86. The use of a checkpoint inhibitor according to any one of claims 1, 2, 5-24, 46, 47 and 50-85, the use of docetaxel according to any one of claims 25, 26, 29-45 and 80-85, or the method according to any one of claims 4-24, 27-45 and 48-85, wherein the subject is a non-smoker, a current smoker, or a former smoker.
87. The use of a checkpoint inhibitor according to any one of claims 1, 2, 5-24, 46, 47 and 50-86, the use of docetaxel according to any one of claims 25, 26, 29-45 and 80-86, or the method according to any one of claims 4-24, 27-45 and 48-86, wherein the subject has non-squamous cell carcinoma or squamous cell carcinoma.
88. The use of a checkpoint inhibitor according to any one of claims 1, 2, 5-24, 46, 47 and 50-87, the use of docetaxel according to any one of claims 25, 26, 29-45 and 80-87, or the method according to any one of claims 4-24, 27-45 and 48-87, wherein the subject has liver metastases.
89. The use of a checkpoint inhibitor according to any one of claims 1, 2, 5-24, 46, 47 and 50-88, the use of docetaxel according to any one of claims 25, 26, 29-45 and 80-88, or the method according to any one of claims 4-24, 27-45 and 48-88, wherein the subject having cancer is at least 22 years old.
90. The use of a checkpoint inhibitor according to any one of claims 1, 2, 5-24, 46, 47 and 50-89, the use of docetaxel according to any one of claims 25, 26, 29-45 and 80-89, or the method according to any one of claims 4-24, 27-45 and 48-89, wherein the subject does not have central nervous system metastases.

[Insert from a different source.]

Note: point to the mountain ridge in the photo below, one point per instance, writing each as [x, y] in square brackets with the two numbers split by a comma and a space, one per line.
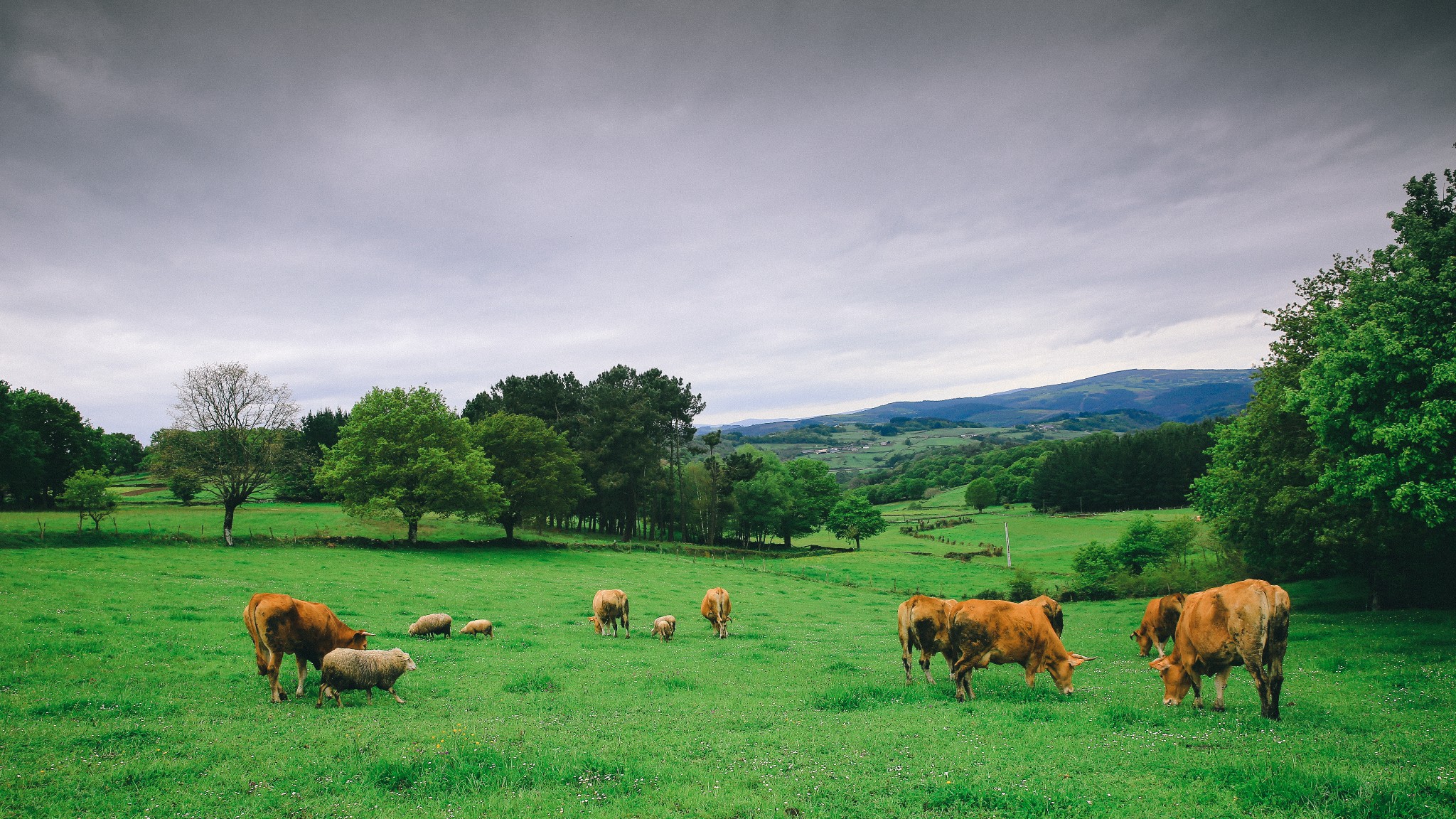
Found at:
[1178, 395]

91. The use of a checkpoint inhibitor according to any one of claims 1, 2, 5-24, 46, 47 and 50-90, the use of docetaxel according to any one of claims 25, 26, 29-45 and 80-90, or the method according to any one of claims 4-24, 27-45 and 48-90, wherein the subject does not have a history of second-degree or third-degree atrioventricular block, uncontrolled hypertension, congestive heart failure, symptomatic or treatment-requiring arrhythmia, a history of pericarditis, or a history of interstitial lung disease.
92. The use of a checkpoint inhibitor according to any one of claims 1, 2, 5-24, 46, 47 and 50-91, the use of docetaxel according to any one of claims 25, 26, 29-45 and 80-91, or the method according to any one of claims 4-24, 27-45 and 48-91, wherein the subject is not pregnant.